⑦突撃!我が家のクソ女神

「じゃあな、佐藤」

「わざわざありがとね。勇人も気を付けて」


 佐藤の家の前。街中で遊んでからの帰宅だが日は長くまだまだ明るい。少し遠回りになるが俺は佐藤を家まで送っていくことにしたのだ。


「大丈夫! 大丈夫! 家はすぐそこだぜ?」

「うん……それはそうなんだけど」


 女神の襲撃が今更あるとは思えないし、外はまだ明るいんだ。不意打ちなんてくらわないさ。そもそも女神の奴は天使先輩にたかりに行きやがったのだ。だから安全だし、それでいいのだ。

 佐藤もそれは知っているだろうにと思ってると、不意に佐藤が口を開く。


逢魔おうまが時、だよ。勇人?」

「おうまぁ、がぁ?」


 どうしたんだ、いきなり? なんか聞いたことはあるような単語だけど。


「逢魔が時。こういう時間はね、簡単に連れてかれちゃうんだよ?」


 ああ、ゲームにあったなぁ。妖怪的な連中にさらわれる~なんて感じの奴が。


「勘弁してくれよ。女神以外のトンデモに狙われてたまるか」

「それは確かにそうだね」


 そう言って互いに吹き出し、ひとしきりクツクツと身体を揺らしているうちに夕日は更に傾いていく。

 ああでもさ勇人、と佐藤がなにかを思い付いたようだ。その声につられてそっちを見ようとしたが夕日に目がくらんでしまった。 


「         」

「ええ? なになに?」


 してやられた。佐藤はたまにこういうことをする。きっと俺が笑っているあいだに場所とタイミングを調整してたんだろう。一瞬だけ見えたアイツの口元はにんやりしてたし間違いないな。


「普通に『車とかに気を付けて』って言ったんだよ」

「ええ~?」

「それこそいまの勇人みたいに『眩しい!』ってなったら事故も起こるでしょ?」

「それは、そうだけど」

「女神さんばっかりに気を取られてると、危ないかもよ?」

「……へーい」


 お手上げだ。いま俺は完全に佐藤に踊らされてる。これ以上の追及は無駄だ。

 

○●○●○●


「うぅむ」


 今度こそ佐藤と分かれ我が家を目指しながら俺は首を捻っていた。さっきの佐藤の言葉が気になって後ろ髪引かれる思いってやつだ。こうなったら今からでも引き返して聞き出すか?


「いや、やめとこ」


 なんだかんだで門限が近い。ここは素直に帰るべきだ。人間素直が一番だ。


「はいじゃあ、右ヨシ、左ヨシ、右ヨシ……っと」


 俺は明日の佐藤との会話のネタ作りに指さし確認をしながら自宅へと向かった。

 ふふ、あいつの困り顔が目に浮かぶぞ。


「右ヨシ、左ヨシ、右ヨーシ」


 正直家までの距離が短くて助かった。これは流石にアホっぽい。
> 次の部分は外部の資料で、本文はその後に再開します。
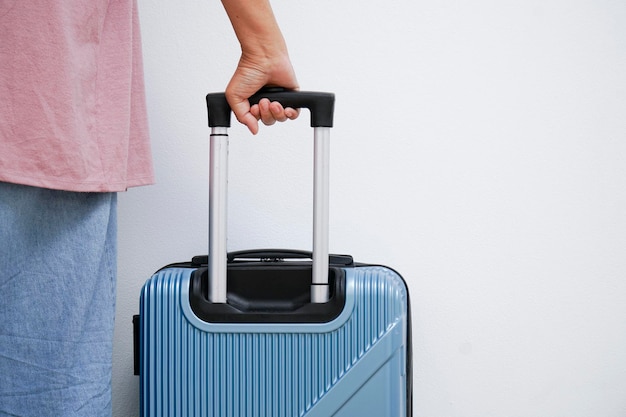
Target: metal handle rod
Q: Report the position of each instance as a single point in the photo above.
(321, 185)
(218, 199)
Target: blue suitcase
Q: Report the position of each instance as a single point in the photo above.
(273, 333)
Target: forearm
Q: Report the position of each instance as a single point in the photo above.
(255, 26)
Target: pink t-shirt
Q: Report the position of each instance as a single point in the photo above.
(72, 103)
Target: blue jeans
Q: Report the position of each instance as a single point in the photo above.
(57, 301)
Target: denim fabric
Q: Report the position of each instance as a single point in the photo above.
(57, 301)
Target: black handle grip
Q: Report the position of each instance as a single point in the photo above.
(276, 255)
(321, 105)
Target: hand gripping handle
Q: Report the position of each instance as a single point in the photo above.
(321, 106)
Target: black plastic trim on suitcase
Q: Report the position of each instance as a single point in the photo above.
(265, 292)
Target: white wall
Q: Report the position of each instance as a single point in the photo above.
(479, 149)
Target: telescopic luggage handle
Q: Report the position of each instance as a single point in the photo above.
(321, 106)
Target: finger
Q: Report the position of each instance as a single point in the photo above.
(278, 112)
(292, 114)
(266, 114)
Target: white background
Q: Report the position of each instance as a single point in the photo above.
(479, 149)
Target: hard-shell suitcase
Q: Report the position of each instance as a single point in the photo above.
(273, 333)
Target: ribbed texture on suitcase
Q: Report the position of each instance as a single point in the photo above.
(191, 372)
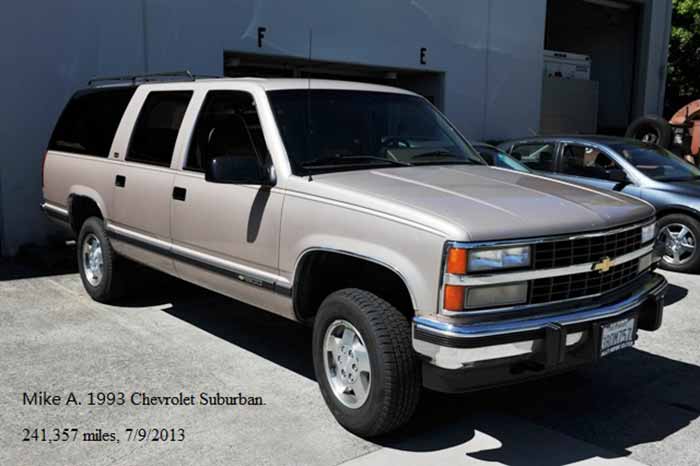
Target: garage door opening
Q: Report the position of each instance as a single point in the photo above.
(607, 33)
(429, 84)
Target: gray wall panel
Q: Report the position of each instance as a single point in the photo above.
(52, 48)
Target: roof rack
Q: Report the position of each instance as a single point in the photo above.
(148, 77)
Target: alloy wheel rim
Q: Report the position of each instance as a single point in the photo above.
(93, 264)
(679, 243)
(347, 365)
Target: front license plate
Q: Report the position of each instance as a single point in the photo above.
(616, 336)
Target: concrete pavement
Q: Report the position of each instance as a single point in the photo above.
(638, 406)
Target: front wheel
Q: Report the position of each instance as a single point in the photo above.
(680, 234)
(364, 362)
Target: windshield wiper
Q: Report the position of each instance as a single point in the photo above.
(332, 161)
(678, 179)
(452, 158)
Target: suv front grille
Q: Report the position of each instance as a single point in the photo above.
(583, 250)
(546, 290)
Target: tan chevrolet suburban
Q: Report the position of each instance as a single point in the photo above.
(360, 210)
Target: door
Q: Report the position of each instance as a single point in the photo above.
(225, 236)
(590, 166)
(143, 184)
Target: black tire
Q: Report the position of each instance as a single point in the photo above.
(112, 284)
(651, 128)
(395, 382)
(692, 265)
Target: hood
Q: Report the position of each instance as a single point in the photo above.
(489, 204)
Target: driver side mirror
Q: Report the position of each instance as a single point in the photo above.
(617, 175)
(229, 169)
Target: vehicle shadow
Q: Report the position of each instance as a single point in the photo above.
(675, 294)
(34, 262)
(628, 399)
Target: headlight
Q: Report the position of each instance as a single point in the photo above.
(497, 259)
(648, 233)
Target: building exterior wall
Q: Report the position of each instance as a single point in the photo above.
(489, 50)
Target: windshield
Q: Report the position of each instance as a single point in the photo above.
(657, 163)
(496, 157)
(330, 130)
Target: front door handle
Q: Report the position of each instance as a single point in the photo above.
(179, 194)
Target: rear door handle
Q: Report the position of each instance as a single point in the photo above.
(179, 194)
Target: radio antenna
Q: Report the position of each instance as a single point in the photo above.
(308, 96)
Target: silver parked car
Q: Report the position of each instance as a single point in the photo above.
(632, 167)
(361, 211)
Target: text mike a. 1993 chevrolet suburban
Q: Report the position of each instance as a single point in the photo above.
(360, 210)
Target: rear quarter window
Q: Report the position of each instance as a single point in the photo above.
(89, 122)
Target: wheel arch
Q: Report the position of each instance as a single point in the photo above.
(677, 209)
(310, 257)
(83, 203)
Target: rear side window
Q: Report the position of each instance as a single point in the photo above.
(227, 125)
(155, 133)
(89, 122)
(537, 156)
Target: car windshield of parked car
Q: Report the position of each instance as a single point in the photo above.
(331, 130)
(657, 163)
(497, 158)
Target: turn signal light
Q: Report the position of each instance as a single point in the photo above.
(457, 261)
(453, 298)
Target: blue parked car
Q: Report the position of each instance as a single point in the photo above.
(633, 167)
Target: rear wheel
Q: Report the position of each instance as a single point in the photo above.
(680, 234)
(364, 362)
(98, 263)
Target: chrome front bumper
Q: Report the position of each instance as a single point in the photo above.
(454, 347)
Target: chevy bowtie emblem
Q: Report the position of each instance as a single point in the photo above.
(604, 265)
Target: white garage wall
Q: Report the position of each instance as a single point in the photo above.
(490, 52)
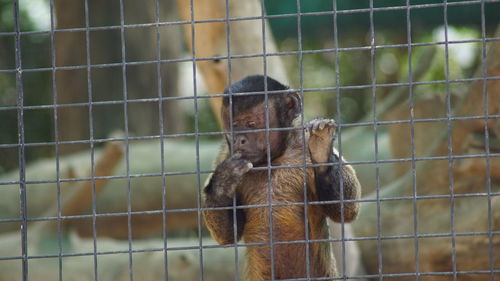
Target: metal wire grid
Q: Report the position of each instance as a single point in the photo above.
(373, 85)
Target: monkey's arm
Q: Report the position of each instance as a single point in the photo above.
(333, 182)
(219, 193)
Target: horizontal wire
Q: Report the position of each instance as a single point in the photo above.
(266, 17)
(256, 55)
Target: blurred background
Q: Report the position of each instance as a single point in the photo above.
(112, 76)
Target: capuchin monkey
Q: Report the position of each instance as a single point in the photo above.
(278, 232)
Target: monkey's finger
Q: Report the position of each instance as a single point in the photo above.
(331, 123)
(322, 125)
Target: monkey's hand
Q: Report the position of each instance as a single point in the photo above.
(321, 136)
(229, 174)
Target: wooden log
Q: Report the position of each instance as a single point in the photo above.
(456, 221)
(244, 37)
(146, 187)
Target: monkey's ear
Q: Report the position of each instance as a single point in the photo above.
(293, 105)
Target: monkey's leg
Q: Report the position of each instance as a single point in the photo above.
(333, 182)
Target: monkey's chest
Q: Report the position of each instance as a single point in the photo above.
(276, 201)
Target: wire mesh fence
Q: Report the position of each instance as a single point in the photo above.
(111, 121)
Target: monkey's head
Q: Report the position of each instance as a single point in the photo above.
(249, 113)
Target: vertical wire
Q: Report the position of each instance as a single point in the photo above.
(91, 138)
(304, 148)
(127, 156)
(339, 134)
(162, 145)
(21, 141)
(412, 141)
(450, 143)
(56, 137)
(484, 69)
(269, 164)
(373, 79)
(197, 137)
(229, 79)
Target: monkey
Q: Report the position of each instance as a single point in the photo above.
(278, 234)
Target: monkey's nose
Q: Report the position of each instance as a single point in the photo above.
(240, 141)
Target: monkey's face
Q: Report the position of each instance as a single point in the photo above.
(249, 136)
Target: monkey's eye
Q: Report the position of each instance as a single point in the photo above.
(251, 124)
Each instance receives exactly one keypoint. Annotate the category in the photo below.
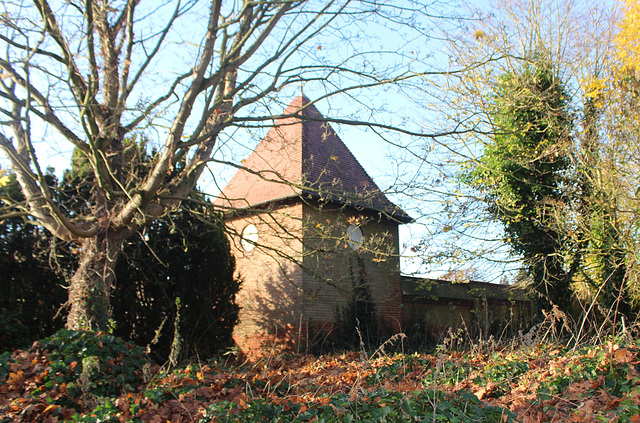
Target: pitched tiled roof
(303, 156)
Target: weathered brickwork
(302, 189)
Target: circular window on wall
(249, 237)
(354, 235)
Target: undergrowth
(85, 377)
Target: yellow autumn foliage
(627, 40)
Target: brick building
(308, 225)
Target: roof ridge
(311, 158)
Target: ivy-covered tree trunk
(521, 173)
(90, 285)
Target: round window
(354, 233)
(249, 237)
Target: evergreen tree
(522, 170)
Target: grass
(79, 377)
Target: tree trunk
(90, 286)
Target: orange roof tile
(303, 156)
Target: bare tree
(91, 74)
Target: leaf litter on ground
(66, 379)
こんなのあのポンコツ女神だってやらないぞ、多分。


「……あいつ、まだ先輩と飲んでんのかな?」


 家に到着して玄関ドアに手を伸ばすと不意に女神の顔が頭に浮かんだ。おいおい、これじゃ俺が寂しがってるみたいじゃないか。まったく、我が家にはちゃんと出迎えてくれる愛犬がいるのにどうかしてるぜ。


「ただい ――」

「ゆ、う、とぉ~♪」

「まがぁぁぉぉぅっ⁉」


 そして玄関をドアを開けると、コバルトブルーが視界できらめき衝撃が俺をお出迎えした。


「ありゃ? クリーンヒット? 勇人、タルんでるわよ?」

「へっ、へっ、へっ……」


 したたかにドアに頭をぶつけ、星がちらつくなか周囲を見る。

 俺を出迎えに来た白い柴犬しばいぬに先んじて胸に激突してきたのは女神だった。

 綺麗なあお髪を揺らしながらキョトンとした顔で俺の様子をうかがうさまが最高に憎らしい。


「おかえりなさい、勇人、ご飯できてるわよ♪」


 佐藤、やっぱり俺の敵はこいつ女神に違いないぜ。

 それとクソ女神。料理上手な新妻風に言ってるけど、それを作ったのは母さんだからな?